Open source RabbitMQ: core server and tier 1 (built-in) plugins

RabbitMQ is the reference implementation of a multi-protocol message broker, supporting AMQP 0-9-1, AMQP 1.0, MQTT 5.0, and STOMP out of the box. It's been running production workloads since 2007 and is what most developers mean when they say 'message queue'. Written in Erlang, which is not incidental — the fault-tolerance model is baked into the runtime.

Quorum queues (Raft-based, v3.8+) give you actual durability guarantees with per-message fsync and replication — classic mirrored queues were always a footgun and the team has been honest about deprecating them. The Streams feature adds append-only log semantics with non-destructive consumers, essentially Kafka-style offset replay inside RabbitMQ, without standing up a separate system. Prometheus/Grafana integration is first-class and ships metrics that actually matter (queue depth, publish/deliver rates, memory per queue, credit flow blocks). The Kubernetes Operator handles rolling upgrades across minor and patch versions without queue downtime, which is genuinely hard to get right.

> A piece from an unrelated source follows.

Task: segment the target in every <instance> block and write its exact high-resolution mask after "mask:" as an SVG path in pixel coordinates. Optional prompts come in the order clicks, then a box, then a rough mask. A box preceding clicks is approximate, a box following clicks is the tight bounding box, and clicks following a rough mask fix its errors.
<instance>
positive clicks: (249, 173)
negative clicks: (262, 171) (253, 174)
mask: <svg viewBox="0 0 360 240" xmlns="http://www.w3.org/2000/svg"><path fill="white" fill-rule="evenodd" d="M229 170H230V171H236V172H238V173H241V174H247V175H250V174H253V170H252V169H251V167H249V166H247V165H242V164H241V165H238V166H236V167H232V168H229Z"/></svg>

Erlang is a dependency you will eventually need to debug — when something goes wrong in the internals (memory alarm triggers, credit flow, mnesia partition), you're reading BEAM crash dumps and Erlang stack traces whether you like it or not. The jump from single-node to cluster is operationally non-trivial: you need to understand partition handling strategies, quorum queue minimum sizes, and what happens to classic queues when a node goes down, and none of that is obvious from the docs. AMQP 1.0 was bolted on late and the management UI still treats it like a second-class citizen — filtering, tracing, and per-queue stats are weaker for 1.0 connections than for 0-9-1. Stream consumer performance degrades noticeably if you're not careful about subscription credits and flow control — the defaults are not tuned for high-throughput replay scenarios.